[Numpy-discussion] reading gzip compressed files using numpy.fromfile
Peter Schmidtke
pschmidtke at mmb.pcb.ub.es
Wed Oct 28 15:31:43 EDT 2009
Dear Numpy Mailing List Readers,
I have a quite simple problem, for what I did not find a solution for now.
I have a gzipped file lying around that has some numbers stored in it and I
want to read them into a numpy array as fast as possible but only a bunch
of data at a time.
So I would like to use numpys fromfile funtion.
For now I have somehow the following code :
f=gzip.open( "myfile.gz", "r" )
xyz=npy.fromfile(f,dtype="float32",count=400)

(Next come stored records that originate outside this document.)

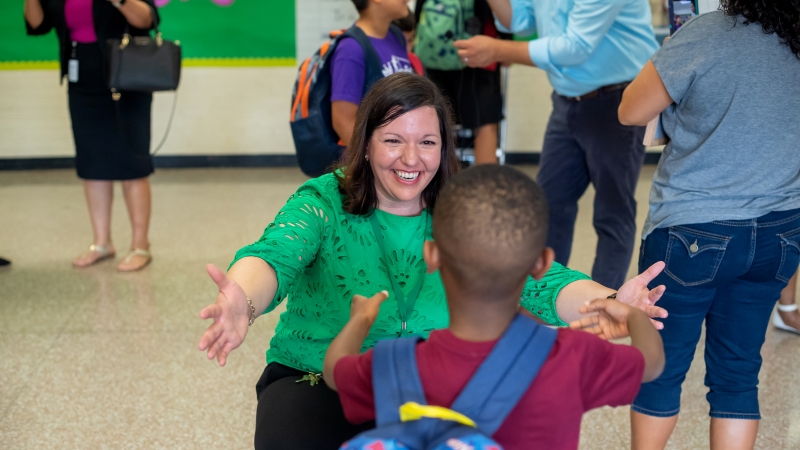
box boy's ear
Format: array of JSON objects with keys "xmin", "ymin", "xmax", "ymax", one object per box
[
  {"xmin": 423, "ymin": 240, "xmax": 440, "ymax": 274},
  {"xmin": 530, "ymin": 247, "xmax": 555, "ymax": 281}
]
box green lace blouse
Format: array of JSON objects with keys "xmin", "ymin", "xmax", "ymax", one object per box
[{"xmin": 232, "ymin": 173, "xmax": 590, "ymax": 373}]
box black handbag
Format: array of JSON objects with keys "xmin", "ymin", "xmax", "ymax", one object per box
[{"xmin": 106, "ymin": 9, "xmax": 181, "ymax": 100}]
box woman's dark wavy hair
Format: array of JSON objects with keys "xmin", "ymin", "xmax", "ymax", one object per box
[
  {"xmin": 721, "ymin": 0, "xmax": 800, "ymax": 58},
  {"xmin": 336, "ymin": 72, "xmax": 460, "ymax": 216}
]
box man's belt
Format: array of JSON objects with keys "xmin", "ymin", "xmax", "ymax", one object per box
[{"xmin": 561, "ymin": 82, "xmax": 632, "ymax": 102}]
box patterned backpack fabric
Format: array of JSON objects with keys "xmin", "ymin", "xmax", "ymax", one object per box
[
  {"xmin": 341, "ymin": 314, "xmax": 557, "ymax": 450},
  {"xmin": 290, "ymin": 26, "xmax": 403, "ymax": 178},
  {"xmin": 414, "ymin": 0, "xmax": 475, "ymax": 71}
]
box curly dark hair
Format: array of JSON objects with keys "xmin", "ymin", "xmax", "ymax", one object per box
[
  {"xmin": 336, "ymin": 73, "xmax": 459, "ymax": 216},
  {"xmin": 721, "ymin": 0, "xmax": 800, "ymax": 58}
]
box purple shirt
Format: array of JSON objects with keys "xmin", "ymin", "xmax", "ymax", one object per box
[
  {"xmin": 330, "ymin": 29, "xmax": 413, "ymax": 105},
  {"xmin": 65, "ymin": 0, "xmax": 97, "ymax": 43}
]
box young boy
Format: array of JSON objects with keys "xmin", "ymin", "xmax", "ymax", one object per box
[
  {"xmin": 323, "ymin": 165, "xmax": 665, "ymax": 449},
  {"xmin": 331, "ymin": 0, "xmax": 414, "ymax": 146}
]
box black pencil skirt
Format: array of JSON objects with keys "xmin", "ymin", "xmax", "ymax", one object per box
[
  {"xmin": 68, "ymin": 42, "xmax": 153, "ymax": 180},
  {"xmin": 427, "ymin": 67, "xmax": 504, "ymax": 130}
]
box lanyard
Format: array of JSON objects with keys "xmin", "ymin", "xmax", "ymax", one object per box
[{"xmin": 369, "ymin": 211, "xmax": 429, "ymax": 336}]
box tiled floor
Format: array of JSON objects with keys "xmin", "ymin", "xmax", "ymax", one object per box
[{"xmin": 1, "ymin": 166, "xmax": 799, "ymax": 449}]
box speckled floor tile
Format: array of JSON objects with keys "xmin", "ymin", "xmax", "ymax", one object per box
[
  {"xmin": 578, "ymin": 407, "xmax": 627, "ymax": 449},
  {"xmin": 0, "ymin": 333, "xmax": 59, "ymax": 417},
  {"xmin": 2, "ymin": 167, "xmax": 800, "ymax": 449}
]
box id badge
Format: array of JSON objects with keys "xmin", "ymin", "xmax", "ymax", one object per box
[{"xmin": 68, "ymin": 59, "xmax": 79, "ymax": 83}]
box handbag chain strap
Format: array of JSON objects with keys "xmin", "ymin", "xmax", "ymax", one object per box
[{"xmin": 151, "ymin": 91, "xmax": 178, "ymax": 156}]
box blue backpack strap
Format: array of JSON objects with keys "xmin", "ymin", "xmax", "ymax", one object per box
[
  {"xmin": 450, "ymin": 314, "xmax": 558, "ymax": 436},
  {"xmin": 371, "ymin": 337, "xmax": 427, "ymax": 426},
  {"xmin": 341, "ymin": 26, "xmax": 385, "ymax": 96}
]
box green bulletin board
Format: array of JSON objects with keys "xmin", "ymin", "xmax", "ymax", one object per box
[{"xmin": 0, "ymin": 0, "xmax": 296, "ymax": 69}]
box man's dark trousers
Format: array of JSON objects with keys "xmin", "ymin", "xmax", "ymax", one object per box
[{"xmin": 537, "ymin": 89, "xmax": 646, "ymax": 289}]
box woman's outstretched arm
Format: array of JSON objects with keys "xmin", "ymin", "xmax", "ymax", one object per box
[
  {"xmin": 557, "ymin": 261, "xmax": 667, "ymax": 326},
  {"xmin": 520, "ymin": 261, "xmax": 667, "ymax": 328},
  {"xmin": 198, "ymin": 259, "xmax": 278, "ymax": 367},
  {"xmin": 198, "ymin": 183, "xmax": 330, "ymax": 366}
]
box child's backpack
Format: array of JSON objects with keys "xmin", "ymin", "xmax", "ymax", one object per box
[
  {"xmin": 341, "ymin": 314, "xmax": 557, "ymax": 450},
  {"xmin": 290, "ymin": 26, "xmax": 404, "ymax": 178},
  {"xmin": 415, "ymin": 0, "xmax": 476, "ymax": 71}
]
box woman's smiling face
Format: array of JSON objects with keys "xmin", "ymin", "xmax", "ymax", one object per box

So I would read 400 entries from the file, keep it open, process my data,
come back and read the next 400 entries. If I do this, numpy is complaining
that the file handle f is not a normal file handle :
OError: first argument must be an open file
but in fact it is a zlib file handle. But gzip gives access to the normal
filehandle through f.fileobj.
So I tried xyz=npy.fromfile(f.fileobj,dtype="float32",count=400)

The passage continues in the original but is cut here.